Well not quite because I do go to other cultural events during the year but it felt like that.
I went on my own. My tastes can be eccletic. Not wishing to compromise on my choice of shows for someone elses taste in music/dance/shows nor limiting events due to venue inaccessiblity for others. It is also good to have the freedom to meander..
Some of the best things were free - such as the shows or little trailers on the Royal Mile. I was not very good at making decisions about what to see and for the first day, was just trying to sort out how to read the programmes, figure out where the venues were and their accessibility.
Here are some of my impressions of the shows I did manage to see: InvAsian Festival: Coral's Red Dance & Kimho Ip's Music
I really did not know what to expect when I got there but I was pleasantly surprised to hear the hammered dulcimer of Kimho Ip and even more to hear Chinese poetry recited in Cantonese during a cheroegraphed dance with three woman. I wanted to ask more questions, for instance there was a part where two of the dancers were linked together by a thread tied at the ankle and held taut. What did that symbolise? And at the end of the dance sequence, one woman dancer carried out the other - how was that and why?
I did manage to speak to Coral afterwards where she told me of her enjoyment of choreographing. I did not think of asking her those questions.
InvAsian Festival: Vismayaha
Vibrant dancing, colourful costumes and tales of Krishna and his women. There is a child dancing too - representing the young krishna. There is also a non Indian woman (might be two of them) and some celtic music mixed in. I was slightly confused at times. There was also a male dancer very strong balancing a water pot on his head and on a metallic plate. Thoroughly enjoyable and lively with an appreciative audience.
clubWEST@quincentenary Hall, Royal College of Surgeons ( this venue has one steep step to get in - there are people around to help but it would be easier and would not be difficult for them to have a temporary ramp).
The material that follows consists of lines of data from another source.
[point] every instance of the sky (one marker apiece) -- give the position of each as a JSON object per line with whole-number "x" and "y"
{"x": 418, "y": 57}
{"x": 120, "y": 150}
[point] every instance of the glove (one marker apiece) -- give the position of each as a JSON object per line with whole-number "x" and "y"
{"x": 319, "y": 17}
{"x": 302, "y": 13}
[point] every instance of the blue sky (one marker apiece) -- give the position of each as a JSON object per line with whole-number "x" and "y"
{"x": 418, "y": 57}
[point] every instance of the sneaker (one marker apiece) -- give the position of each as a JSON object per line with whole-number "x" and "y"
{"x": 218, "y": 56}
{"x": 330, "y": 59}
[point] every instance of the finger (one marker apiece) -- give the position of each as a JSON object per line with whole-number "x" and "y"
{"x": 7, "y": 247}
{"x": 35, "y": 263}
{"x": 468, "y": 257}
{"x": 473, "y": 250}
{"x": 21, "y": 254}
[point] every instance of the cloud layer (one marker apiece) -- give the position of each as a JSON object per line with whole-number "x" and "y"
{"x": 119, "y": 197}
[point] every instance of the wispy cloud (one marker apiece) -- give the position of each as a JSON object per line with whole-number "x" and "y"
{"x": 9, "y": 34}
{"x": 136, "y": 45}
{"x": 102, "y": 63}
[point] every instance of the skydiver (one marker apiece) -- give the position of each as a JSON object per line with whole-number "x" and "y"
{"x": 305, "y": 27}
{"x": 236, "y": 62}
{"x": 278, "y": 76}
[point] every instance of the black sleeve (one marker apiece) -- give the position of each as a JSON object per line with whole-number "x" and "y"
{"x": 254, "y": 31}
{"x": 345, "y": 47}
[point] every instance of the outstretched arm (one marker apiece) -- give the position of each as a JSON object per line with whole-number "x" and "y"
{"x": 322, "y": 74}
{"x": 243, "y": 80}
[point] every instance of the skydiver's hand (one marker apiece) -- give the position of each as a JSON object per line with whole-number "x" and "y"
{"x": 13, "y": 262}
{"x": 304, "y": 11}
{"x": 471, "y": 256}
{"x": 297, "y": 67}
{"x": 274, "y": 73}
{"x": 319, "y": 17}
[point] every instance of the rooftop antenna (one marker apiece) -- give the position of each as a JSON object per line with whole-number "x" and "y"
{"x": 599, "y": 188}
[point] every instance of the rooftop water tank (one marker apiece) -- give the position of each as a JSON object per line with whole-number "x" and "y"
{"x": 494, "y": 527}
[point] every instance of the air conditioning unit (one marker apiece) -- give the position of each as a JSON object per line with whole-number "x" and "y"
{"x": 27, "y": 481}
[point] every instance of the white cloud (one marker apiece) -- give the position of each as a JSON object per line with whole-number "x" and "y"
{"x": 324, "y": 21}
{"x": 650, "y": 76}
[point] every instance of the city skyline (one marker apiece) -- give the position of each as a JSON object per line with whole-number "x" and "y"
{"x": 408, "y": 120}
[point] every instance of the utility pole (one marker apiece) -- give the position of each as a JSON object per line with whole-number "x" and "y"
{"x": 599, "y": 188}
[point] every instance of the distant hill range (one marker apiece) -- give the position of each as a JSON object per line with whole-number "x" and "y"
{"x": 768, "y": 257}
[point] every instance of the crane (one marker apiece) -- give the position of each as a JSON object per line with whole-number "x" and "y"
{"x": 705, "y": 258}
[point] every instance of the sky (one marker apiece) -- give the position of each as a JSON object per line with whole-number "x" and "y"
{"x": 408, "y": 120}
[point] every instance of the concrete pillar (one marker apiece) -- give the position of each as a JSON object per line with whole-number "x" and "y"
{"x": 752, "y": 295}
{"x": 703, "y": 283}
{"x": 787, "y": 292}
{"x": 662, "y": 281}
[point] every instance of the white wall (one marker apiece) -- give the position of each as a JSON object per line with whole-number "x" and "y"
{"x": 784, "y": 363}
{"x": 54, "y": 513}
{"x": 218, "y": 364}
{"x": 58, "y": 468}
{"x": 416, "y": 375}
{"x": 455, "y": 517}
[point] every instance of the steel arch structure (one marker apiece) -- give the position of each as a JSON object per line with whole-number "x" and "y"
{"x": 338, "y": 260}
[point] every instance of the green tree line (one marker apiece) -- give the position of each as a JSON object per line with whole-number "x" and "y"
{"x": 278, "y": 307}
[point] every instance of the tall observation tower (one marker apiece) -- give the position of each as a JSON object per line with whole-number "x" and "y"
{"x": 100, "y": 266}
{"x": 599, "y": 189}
Nick Mohammed Is A Character Comedian
He is like a whirlwind - several characters all at once - I think there was a student, a hairdresser, an interviewer, an ESP lecturer. Slightly camp at times, man or woman? Cockney? posh?
The Pleasance Courtyard, Edinburgh (mostly accessible but very cobbley)
This had good reviews but there were times when I nearly fell asleep because the lights were so dim and the music throbbed - looking at the youtube video made me appreciate it better. Angel and the Woodcutter
Absolutely fantastic. There were many wet eyes at the end of the show. My favourite show at the festival - and the best performance for me was from the woman who played the mother. The story is very typically Korean - struggle between the mother in law and daughter in law over the son. And the heartbreaking disruptions of war on the family. There was a pivatol scene when Angel accepted her mother in law's into her life and they went together in search for the conscripted son taking the baby with them. I also loved the way they manipulated the stuffed doll into a very good inpression of a toddler. This dance is very graphic and there is humour, energy, and the rape scene which was very real in its portrayal.
Kamui Spirit of the Samurai
Samurai swordplay from the 'Kill Bill*'s fight choreographer.. As a reviewer said, the start was impressive but after a while it got a bit repetitive. I wondered at the presence of the girl - her sole purpose was to look pretty and be the reason for a fight. I thought in a Chinese kungfu sequence, the women would be equal fighters not just be objects for gallantry and to be rescued.
@ Zoo Southside ( accessible from a side ramp which leads to a back entrance. The lift is quite small)
There were many shows I wanted to see but in three days with the rainy weather and negotiating the venues and meeting friends, I think I did quite well. I am sorry I missed Chess
a dance tragedy from Taiwan but Universal Arts Theatre
was said to be inaccessible with several steps.